The variant does not appear to be linked in the US with increasing infections or hospitalizations.
It is “unclear how easily BA.2.86 spreads” relative to other variants.
BA.2.86 has been detected in nine states: Colorado, Delaware, Michigan, Ohio, Pennsylvania, Virginia, Washington, and in wastewater in New York and Ohio, as well as in other countries.
For week ending Sept. 23, the CDC reported the following statistics compared to the prior week:
19,079 COVID-19 hospitalizations, down 3.1%.
Total hospitalizations: 6.3 million.
2.7% of total deaths were due to COVID-19, up 8%.
COVID-19 test positivity rate was 11.6%, down 1.1%.
1.8% of emergency department visits were diagnosed with COVID-19, down 11.7%.
According to Verywell Health, BA.2.86 carries more than 30 mutations.
“Even with a lot of mutations, there are a lot of spots in the virus that can be recognized by our immune system, and there are many shared mutations as well. There will be some protection from new vaccine booster as well as prior infections,” Rajendram Rajnarayanan, PhD, Assistant Dean of Research and Associate Professor, Basic Sciences, Arkansas State University, told Verywell Health.
It’s worth noting that the common cold, influenza, SARS, and SARS-CoV-2 are all in the coronavirus family, and thus closely related with similar symptoms.
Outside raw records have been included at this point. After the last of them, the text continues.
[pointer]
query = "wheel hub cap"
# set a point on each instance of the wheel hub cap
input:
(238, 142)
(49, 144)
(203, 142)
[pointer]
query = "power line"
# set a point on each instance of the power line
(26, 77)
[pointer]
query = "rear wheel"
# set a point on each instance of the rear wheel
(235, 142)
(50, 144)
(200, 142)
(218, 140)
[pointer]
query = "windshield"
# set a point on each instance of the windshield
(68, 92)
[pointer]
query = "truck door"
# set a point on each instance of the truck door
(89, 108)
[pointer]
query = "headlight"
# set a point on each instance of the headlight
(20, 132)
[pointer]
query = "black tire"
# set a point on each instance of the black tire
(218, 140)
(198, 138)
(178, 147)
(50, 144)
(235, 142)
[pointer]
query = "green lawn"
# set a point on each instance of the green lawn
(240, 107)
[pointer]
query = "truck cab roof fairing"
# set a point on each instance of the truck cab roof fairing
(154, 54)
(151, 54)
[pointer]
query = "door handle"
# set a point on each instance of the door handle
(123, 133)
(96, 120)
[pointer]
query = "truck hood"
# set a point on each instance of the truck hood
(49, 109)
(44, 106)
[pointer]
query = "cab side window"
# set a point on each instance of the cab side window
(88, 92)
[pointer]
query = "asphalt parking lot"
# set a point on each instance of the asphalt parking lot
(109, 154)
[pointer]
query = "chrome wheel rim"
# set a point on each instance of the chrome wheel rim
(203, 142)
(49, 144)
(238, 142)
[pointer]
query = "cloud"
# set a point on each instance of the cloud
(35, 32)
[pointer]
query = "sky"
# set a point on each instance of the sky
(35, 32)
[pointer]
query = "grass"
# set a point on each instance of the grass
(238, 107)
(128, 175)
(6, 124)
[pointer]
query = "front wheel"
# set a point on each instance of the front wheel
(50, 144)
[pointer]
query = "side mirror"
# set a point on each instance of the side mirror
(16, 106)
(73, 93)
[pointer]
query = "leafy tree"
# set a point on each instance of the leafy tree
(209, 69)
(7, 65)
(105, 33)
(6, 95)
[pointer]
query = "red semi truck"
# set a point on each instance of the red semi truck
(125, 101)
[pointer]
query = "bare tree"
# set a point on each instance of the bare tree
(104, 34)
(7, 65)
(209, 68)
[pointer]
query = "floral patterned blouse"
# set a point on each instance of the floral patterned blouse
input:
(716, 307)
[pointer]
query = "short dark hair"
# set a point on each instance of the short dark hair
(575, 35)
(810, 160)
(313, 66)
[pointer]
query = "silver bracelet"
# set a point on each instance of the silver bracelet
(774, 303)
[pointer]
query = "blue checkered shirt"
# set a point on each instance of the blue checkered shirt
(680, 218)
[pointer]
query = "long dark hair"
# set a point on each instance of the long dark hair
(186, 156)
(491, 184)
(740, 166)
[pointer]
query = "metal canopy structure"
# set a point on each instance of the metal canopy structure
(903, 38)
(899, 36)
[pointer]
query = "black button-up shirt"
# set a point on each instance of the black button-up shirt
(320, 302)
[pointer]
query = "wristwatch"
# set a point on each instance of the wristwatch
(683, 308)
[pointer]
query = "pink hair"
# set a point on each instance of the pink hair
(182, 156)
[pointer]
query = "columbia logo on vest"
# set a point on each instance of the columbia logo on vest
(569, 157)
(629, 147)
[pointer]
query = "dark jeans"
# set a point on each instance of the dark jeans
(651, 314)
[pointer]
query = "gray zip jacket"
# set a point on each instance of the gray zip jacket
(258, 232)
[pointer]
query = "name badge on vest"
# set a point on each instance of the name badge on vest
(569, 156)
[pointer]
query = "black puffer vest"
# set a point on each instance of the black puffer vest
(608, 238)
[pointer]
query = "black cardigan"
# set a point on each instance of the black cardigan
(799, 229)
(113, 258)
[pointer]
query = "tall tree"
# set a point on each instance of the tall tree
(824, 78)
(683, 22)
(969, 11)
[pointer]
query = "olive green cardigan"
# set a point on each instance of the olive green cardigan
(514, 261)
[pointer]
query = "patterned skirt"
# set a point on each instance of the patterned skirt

It would not be a surprise that SARS-CoV-2 joins those other viruses as an endemic virus with a similar yearly cycle of infection rates.
If that happens, and no surge in infections appears that would motivate orders for the new COVID-19 at-home tests, the government may find itself with a lot of unused tests at the end of the year. The US Food and Drug Administration (FDA) is aware of this possibility and provides a website where people can check to see if their test has an extended expiration date.
Plus, folks who are tired of the pandemic may not respond at all to the government’s insistence to prepare for possible surges in infection rates.
“Whether or not people are done with it, we know the virus is there, we know that it’s circulating. We know, if past is prologue, it’ll circulate to a higher degree and spread, and cases will go up in the fall and winter seasons,” said Assistant Secretary for Preparedness and Response Dawn O’Connell, JD, in the HHS new release. “Anticipating that that would be true again, or something similar, we want to make sure the American people have these tools.”
Clinical laboratories may want to prepare as well. Many people are not comfortable with at-home self-testing and prefer to have their local medical labs perform the tests.